净莲哭得很投入完全没有察觉到我的接近,我也尽量轻地走到他身边,然后把手放到他头上。
吃惊地抬起挂满泪水的脸,净莲一时间似乎拿不定主意是不是推开我,而我比他果断,捧起他的脸把眼泪轻轻地舔掉,然后温柔地吻他。
“放手!唔……”我撬开他的唇齿他才反应过来,抗拒着要推开我,被我扣住头不放,堵得连话都说不出来。
他使劲挣扎我使劲压制,一会儿就滚倒在到处是水的水晶池边,差不多全身都湿了我终于在持久力上战胜他,把彻底没有力气的他按在一根粗大的水晶上。
“你到底想怎样。”净莲咽了咽口水,双手被我打开扣在两边,只能别开头不看我。
“想知道蔷薇花什么时候凋谢。”我把头抵在他的肩窝处。
“蔷薇花……”净莲也不管我,口中喃喃自语。
蔷薇花,又名踟蹰花,花凋谢的时候,你的彳亍不定就该有个结果了吧?你选择我还是选择厌世?
你一定明白我的哑谜,因为你总是知道我在想什么。
“跟我回去,好不好,我什么都不介意……”我松开他的手,抱住他的腰。
净莲还是一动不动,但是眼泪顺着脸颊流到我的耳后。
“你那些话,骗骗桃戚也就算了,在我面前你也不说实话吗?你爱我胜过爱先皇对不对,你回答我。”我摸着他哭红的脸。

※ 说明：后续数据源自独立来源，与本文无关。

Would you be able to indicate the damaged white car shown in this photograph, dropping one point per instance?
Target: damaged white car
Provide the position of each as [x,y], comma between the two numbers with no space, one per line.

“不对……”净莲试图逃出我的怀抱,被我再一次逼回去。
“不许说谎!”我愤怒,“如果不对那你现在哭什么?你清清楚楚地告诉我,说你爱我!”
“不!”净莲使劲推我,我一口咬在他肩上,血都咬出来。他痛得一哆嗦,却还是要挣扎。
“说你爱我,说啊!”我牙上还沾着血,嘴里也全是腥味,就直接把他下一个不字堵回去,“你不说是吗?你为什么不敢说?你是个胆小鬼,我告诉你,你什么都不输给舍椤,就只有胆量你不如他!你为什么要躲?你怎么不敢站出来跟他比?你爱我又不少于他,你怎么不敢命令我离开他?为什么要去想着我爹?拿他做挡箭牌没用的!你爱我!跟他没关系!”
净莲被我吼得手足无措连挣扎都忘了,等我抱着他哭的时候,他已经缴械,手也犹犹豫豫放在我背上。
“跟我回去,好不好?”我瓮声问。
“回去做什么,我不想见到他。”净莲冷漠地说。
“那就不要见他,跟我回去吧。”我舔舔他的侧脸。
沉默了很短的一会儿,净莲道:“你说我没有他大胆是吗?那好,我现在问你,放弃皇位带我走,你敢不敢?”
我大吃一惊:“你说什么?”
“放弃皇位带我走。”净莲重复一遍,表情完全不是开玩笑。
“你明知道这样会是什么后果你为什么要这样问我?”我有点生气了,“是你把我送上皇位的,我本来就不想做皇帝,但是现在我要是就这么扔下不管我对得起谁?”
“你回答我。”净莲不理会我的话。
“我做不到,”我一点都不迟疑,“如果我不是皇帝你要我放弃什么都可以,哪怕你要我断腿断手我都可以答应你,但是我要是扔下那么多百姓,你会心安吗?”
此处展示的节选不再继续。